How does your garden grow?
How can community creativity centering on communal gardening in St Pauls contribute to unmooring “traditional” Environmentalism from its white supremacist origins and on-going entrapping?
“Our garden in St Pauls is not only the patches of land that we are symbolically reclaiming from years of neglect as rubbish dumps and drug needle debris. It is the individuals and communities who daily engage in a fight to extricate their lives from white supremacist subjugation. Our plan is to deliver a physical gardening project, building on the community allotments, where nutritious organic vegetables and fruit are made freely available to all involving members of the community of all ages in this process of creative nurturing and connection with the land. In tandem we need to dig deep to support community members in drawing on an exploration of creative relationships with rural and urban spaces in the 19th century to inform and enrich our relationship with the environment today. Our plan is to use creative writing, dancing and photography, all taking local nature as their inspiration; a project of discovery, embellishment, observation and celebration.”
What did the project involve?
This Ideas Exchange brought together a network of academics, environmentalist, horticulturalists, creatives and community crafters to discuss the future of green spaces in Bristol and the links between land, race theory, and colonial history.
The project believed that stories and moments can be captured in a myriad of ways. Centered around a community garden with the shape of blooms and food to come co-designed with a troupe of local volunteers. Surrounding this was the art and literature of a community. Fundamental to this team was the depth and breadth of this project, the different ways it opens up to and embraces St Pauls community and how the strands are interwoven.
The team sought to develop their ideas to form a project that would allow them to transform and reclaim green spaces through physical gardening projects supported by creative writing, dance, and photography.
Who are the team and what do they bring?
- Erin Forbes (English, University of Bristol) specialises in African American and U.S. literature of the long 19th century, always with an eye toward the relay between racialized formations of the human and the aesthetic.

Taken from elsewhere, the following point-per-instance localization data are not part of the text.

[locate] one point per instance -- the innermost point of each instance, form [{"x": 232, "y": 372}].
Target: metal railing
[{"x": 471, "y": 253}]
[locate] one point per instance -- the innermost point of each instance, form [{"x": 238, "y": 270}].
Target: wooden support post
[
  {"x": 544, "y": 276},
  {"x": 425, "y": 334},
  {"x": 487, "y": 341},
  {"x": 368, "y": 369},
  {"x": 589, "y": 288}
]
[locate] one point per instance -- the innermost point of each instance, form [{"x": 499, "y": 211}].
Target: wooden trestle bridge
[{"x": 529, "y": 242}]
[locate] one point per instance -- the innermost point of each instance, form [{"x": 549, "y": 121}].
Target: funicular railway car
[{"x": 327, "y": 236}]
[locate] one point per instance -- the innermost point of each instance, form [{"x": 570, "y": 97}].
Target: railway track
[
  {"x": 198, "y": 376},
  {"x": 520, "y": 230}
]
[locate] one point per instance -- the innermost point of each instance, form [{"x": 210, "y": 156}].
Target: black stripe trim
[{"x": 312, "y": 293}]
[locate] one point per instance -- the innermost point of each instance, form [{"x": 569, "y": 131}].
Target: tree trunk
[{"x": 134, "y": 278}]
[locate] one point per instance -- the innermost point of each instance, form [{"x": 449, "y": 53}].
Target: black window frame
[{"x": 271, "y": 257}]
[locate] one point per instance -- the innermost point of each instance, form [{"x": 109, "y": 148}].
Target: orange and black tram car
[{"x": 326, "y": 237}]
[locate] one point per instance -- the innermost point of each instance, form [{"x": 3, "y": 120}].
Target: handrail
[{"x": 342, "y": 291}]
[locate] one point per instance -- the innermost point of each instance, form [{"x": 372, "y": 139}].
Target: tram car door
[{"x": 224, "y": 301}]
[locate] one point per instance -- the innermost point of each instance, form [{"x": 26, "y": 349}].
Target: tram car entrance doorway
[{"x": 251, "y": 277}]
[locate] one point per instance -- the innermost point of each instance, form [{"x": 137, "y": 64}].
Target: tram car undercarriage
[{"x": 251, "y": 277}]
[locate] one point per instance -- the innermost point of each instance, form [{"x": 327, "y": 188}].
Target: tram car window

At the time of this project, she was exploring the works of 19th century Black American writer Charles Chestnutt, touching on Black diasporic folklore and spirituality in tales of human metamorphoses into plants and animals. Her research has acquainted her with several diaries and treatises by Black American horticulturalists.
- Akulah Agbami (BLACK* artists on the Move) is chief executive officer and a founding member of the BLACK* artists on the Move. She is a teacher and educational consultant and has delivered hundreds of projects centring on developing people’s creativity and confidence in the UK and internationally. She is committed to delivering projects which empower communities and enrich people’s lives.
- Creative and community members from the St Pauls and Bristol area.
What were the results?
The project resulted in a series of conversations in which the academics sought to devise and clarify research goals and objects through a participatory method with the community their research sought to engage.